What is Gorilla Game Lab?
Gorilla Game Lab is an innovative research project investigating how game technology can be applied to animal welfare science. We have developed a modular maze puzzle for the Western lowland gorillas (Gorilla gorilla gorilla) at Bristol Zoo Gardens, allowing us to explore whether technology can enhance their well-being through game-play.
What are we researching?
Gorilla Game Lab aims to address a number of questions around animal-computer interaction, zoo welfare techniques and animal cognition. Our initial research questions include:
- Can cognitive game-play enhance the well-being of zoo-housed gorillas?
- Can higher forms of engagement such a ‘flow state’ be observed in zoo-housed gorillas?
- How does the gaming technology affect zoo visitor perception of gorilla intelligence and well-being?
Who are we?
We are a multidisciplinary team of scientists based at Bristol Zoological Society and the University of Bristol. We received seedcorn funding from the Brigstow Institute in January 2018. You can read more about the team below.
The science behind Gorilla Game Lab
Captive animals can thrive with the addition of cognitive challenges in their environment but unfortunately, research in zoos has been impeded by a lack of access to technology. Currently, the gorillas at Bristol Zoo Gardens have many opportunities to lead a rich social life, but their physical cognitive skills could be challenged to a higher degree.

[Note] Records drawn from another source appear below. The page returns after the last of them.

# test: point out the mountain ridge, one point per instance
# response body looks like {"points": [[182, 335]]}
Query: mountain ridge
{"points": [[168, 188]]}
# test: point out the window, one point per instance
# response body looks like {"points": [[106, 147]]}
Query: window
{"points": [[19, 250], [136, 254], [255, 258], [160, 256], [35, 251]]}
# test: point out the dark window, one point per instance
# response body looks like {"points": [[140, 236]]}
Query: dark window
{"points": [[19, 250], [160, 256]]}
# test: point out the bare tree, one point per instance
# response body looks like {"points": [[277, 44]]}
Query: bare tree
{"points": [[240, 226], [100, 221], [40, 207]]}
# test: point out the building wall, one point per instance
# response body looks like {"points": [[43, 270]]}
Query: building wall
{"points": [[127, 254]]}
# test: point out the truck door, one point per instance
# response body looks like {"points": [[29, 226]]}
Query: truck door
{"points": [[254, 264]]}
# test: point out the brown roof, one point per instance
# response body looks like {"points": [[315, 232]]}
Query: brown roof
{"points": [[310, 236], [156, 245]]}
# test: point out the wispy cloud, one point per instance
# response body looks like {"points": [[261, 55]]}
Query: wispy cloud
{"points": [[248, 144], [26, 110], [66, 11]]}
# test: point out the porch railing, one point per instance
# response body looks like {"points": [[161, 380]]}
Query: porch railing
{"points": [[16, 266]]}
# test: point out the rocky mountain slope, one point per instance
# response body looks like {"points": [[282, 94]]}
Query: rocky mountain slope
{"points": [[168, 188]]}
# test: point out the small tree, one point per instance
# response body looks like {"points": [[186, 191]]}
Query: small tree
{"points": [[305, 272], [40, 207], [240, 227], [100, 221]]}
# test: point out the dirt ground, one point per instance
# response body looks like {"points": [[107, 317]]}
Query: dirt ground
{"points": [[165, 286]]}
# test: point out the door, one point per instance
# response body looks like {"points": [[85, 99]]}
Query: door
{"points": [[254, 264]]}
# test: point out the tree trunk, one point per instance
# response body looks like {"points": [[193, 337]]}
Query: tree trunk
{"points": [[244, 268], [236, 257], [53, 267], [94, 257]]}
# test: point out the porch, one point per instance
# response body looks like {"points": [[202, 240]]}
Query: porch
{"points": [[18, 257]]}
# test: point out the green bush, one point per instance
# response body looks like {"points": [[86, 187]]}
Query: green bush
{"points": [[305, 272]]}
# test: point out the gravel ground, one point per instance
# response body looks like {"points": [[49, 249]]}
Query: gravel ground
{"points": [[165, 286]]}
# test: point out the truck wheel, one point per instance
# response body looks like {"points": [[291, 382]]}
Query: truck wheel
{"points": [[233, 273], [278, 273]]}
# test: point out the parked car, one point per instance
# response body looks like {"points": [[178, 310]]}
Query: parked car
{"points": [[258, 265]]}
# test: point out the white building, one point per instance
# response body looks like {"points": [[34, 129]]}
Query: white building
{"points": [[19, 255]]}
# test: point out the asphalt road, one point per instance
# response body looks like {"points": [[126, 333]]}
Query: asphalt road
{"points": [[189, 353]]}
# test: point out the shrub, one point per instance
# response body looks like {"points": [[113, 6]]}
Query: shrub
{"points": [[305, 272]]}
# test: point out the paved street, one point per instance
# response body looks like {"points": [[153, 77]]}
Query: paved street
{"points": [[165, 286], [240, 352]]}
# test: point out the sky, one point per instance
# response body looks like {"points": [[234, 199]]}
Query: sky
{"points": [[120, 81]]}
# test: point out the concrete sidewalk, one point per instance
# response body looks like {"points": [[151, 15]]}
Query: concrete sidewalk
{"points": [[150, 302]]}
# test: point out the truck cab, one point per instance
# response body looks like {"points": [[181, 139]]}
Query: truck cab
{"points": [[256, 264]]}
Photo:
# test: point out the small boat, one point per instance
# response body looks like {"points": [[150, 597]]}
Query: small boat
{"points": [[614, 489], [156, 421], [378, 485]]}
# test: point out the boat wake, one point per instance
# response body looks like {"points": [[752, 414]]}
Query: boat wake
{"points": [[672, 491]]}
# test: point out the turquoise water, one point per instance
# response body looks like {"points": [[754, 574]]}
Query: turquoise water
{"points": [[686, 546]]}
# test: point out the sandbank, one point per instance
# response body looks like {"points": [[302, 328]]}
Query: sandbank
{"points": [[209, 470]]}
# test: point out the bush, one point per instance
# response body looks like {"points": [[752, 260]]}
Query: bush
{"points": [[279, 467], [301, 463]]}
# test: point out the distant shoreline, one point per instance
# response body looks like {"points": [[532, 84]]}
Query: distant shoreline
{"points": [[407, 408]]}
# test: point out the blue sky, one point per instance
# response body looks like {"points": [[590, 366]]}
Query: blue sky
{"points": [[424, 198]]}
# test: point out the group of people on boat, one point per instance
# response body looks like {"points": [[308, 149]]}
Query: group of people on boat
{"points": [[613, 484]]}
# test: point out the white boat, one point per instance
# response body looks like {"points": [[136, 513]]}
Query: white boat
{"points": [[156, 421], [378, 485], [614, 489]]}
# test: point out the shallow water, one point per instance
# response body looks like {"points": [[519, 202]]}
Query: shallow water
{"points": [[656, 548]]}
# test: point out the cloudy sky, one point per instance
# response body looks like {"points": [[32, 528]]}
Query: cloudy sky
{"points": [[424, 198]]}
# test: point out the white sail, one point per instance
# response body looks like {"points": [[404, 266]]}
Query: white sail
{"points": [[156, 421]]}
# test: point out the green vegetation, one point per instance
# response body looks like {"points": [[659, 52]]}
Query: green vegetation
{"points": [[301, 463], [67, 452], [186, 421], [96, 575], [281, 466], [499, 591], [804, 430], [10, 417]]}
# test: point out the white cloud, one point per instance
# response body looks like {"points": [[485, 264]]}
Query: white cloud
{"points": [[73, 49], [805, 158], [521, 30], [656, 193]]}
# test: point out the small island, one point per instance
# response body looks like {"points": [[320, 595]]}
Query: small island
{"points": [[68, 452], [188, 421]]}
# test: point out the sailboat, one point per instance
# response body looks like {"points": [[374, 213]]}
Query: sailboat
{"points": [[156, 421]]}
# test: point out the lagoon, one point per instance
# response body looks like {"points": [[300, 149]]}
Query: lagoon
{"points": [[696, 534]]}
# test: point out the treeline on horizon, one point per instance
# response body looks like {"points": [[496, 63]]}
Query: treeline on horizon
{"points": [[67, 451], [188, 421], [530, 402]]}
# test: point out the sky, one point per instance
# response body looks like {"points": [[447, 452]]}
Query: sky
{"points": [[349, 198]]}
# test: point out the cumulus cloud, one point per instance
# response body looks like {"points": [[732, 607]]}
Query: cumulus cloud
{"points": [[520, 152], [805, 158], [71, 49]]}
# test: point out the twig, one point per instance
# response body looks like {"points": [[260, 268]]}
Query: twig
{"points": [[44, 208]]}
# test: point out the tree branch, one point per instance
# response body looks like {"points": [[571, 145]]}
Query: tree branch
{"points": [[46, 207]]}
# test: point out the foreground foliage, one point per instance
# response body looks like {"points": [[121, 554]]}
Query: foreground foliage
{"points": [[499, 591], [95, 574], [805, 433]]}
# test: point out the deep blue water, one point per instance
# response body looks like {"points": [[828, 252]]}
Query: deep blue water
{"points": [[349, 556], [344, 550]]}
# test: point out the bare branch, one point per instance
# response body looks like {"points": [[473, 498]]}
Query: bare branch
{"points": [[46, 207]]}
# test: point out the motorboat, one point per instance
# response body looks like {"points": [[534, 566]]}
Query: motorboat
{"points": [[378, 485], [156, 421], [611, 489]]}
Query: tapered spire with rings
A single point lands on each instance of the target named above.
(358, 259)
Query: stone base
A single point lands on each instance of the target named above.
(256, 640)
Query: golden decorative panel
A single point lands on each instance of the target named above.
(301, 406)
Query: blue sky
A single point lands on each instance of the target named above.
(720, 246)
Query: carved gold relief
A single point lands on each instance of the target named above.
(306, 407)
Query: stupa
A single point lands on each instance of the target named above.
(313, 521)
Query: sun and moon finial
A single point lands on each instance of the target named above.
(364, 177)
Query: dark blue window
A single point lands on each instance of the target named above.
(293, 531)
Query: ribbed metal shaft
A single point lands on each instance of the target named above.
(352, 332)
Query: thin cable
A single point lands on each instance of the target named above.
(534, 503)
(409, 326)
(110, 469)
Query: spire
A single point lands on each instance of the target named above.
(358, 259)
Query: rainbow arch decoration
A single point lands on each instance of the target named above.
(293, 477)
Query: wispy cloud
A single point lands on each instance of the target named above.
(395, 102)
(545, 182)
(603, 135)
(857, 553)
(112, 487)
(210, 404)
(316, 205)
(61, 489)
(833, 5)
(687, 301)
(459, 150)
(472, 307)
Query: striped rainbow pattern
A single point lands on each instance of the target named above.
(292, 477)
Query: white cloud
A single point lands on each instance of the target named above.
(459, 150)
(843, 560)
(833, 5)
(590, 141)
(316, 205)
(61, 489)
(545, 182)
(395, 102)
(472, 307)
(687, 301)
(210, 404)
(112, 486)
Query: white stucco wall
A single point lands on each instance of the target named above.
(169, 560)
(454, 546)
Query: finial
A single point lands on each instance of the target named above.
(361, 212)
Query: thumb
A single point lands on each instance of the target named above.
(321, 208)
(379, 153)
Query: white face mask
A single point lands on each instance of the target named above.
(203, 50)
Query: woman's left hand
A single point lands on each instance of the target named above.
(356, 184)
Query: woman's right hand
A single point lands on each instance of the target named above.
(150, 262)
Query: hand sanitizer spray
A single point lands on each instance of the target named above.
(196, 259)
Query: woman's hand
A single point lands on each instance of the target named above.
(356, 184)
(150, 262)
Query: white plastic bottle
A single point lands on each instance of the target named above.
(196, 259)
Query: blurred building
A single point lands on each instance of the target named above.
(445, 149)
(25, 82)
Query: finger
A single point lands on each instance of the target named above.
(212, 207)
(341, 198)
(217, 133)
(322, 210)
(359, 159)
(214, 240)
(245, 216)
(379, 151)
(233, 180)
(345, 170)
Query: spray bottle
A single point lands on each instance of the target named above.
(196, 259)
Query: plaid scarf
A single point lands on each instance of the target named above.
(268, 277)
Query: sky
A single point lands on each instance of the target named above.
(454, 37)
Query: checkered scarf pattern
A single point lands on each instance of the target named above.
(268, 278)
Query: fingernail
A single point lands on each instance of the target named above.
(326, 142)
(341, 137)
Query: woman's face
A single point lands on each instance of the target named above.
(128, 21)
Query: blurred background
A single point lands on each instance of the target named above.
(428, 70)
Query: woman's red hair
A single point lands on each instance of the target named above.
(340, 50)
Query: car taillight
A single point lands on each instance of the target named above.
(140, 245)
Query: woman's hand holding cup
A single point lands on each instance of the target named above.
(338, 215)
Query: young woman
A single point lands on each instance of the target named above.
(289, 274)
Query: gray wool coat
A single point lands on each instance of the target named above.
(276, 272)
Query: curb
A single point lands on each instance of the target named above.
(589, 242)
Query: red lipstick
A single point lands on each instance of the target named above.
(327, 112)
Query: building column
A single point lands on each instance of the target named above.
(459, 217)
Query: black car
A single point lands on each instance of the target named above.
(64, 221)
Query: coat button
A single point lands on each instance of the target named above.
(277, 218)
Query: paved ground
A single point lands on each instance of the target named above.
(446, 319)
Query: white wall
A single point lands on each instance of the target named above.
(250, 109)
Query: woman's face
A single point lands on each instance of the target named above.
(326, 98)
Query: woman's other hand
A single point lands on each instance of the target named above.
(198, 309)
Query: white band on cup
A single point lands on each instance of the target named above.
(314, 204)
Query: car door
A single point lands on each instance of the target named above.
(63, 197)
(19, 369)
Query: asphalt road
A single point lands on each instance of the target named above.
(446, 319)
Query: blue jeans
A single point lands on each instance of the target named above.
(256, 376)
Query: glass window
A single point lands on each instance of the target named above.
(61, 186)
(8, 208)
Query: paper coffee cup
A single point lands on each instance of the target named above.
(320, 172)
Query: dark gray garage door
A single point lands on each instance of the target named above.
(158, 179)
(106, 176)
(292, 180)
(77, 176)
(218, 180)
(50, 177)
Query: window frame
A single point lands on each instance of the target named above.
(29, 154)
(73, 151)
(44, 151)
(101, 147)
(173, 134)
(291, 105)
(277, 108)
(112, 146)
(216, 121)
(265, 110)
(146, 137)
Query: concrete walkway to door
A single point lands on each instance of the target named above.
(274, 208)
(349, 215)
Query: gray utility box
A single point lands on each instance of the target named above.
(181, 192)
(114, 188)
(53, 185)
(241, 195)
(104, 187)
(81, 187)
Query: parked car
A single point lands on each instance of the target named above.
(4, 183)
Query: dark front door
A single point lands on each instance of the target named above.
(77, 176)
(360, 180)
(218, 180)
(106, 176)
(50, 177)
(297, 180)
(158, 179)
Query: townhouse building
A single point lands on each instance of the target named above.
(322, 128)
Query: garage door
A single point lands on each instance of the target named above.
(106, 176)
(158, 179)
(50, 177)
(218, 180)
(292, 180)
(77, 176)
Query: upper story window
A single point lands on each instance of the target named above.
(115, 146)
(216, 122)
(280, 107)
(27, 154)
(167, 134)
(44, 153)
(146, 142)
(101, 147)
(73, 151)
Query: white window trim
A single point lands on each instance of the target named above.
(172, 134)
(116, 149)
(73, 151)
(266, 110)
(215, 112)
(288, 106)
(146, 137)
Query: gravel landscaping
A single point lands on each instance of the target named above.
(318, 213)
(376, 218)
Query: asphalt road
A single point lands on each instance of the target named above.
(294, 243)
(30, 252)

We are developing a game for the gorilla social group which is stimulating, rewarding, promotes play, and gives gorillas more choices and control in their environment. The ultimate aim of the game will be to induce something akin to the human state of ‘Flow’ (Csikszentmihalyi, 1990), a positive psychological state of pleasure and satisfaction reported when fully absorbed in a task.
Meet Our Team
Dr. Kirsten Cater is a Reader in Human Computer Interaction at the University of Bristol having received and managed over £3.3 million in research funding from AHRC, EPSRC, ESRC, ESA, Nuffield, RCUK, Innovate UK and NESTA. She works with a diverse range of users to create novel and interactive technologies to enhance people’s experiences. She is particularly looking forward to working within this new partnership and applying her breadth of expertise in human computer interaction to animals.
Tom Metcalfe is a Teaching Fellow in the Centre for Innovation and founder of Thomas Buchanan design studio.
Anja Kadijevic is a Masters student in Computer Science at the University of Bristol. Her thesis is researching how the Internet of Things can be an aid to the Gorilla Centred Design approach.
Saxon Zerbino is a student in Computer Science at the University of Bristol. His thesis was “Analysing Gorilla Interaction with Tangible Objects” and developed methods of visually tracking game elements inside the gorilla enclosure.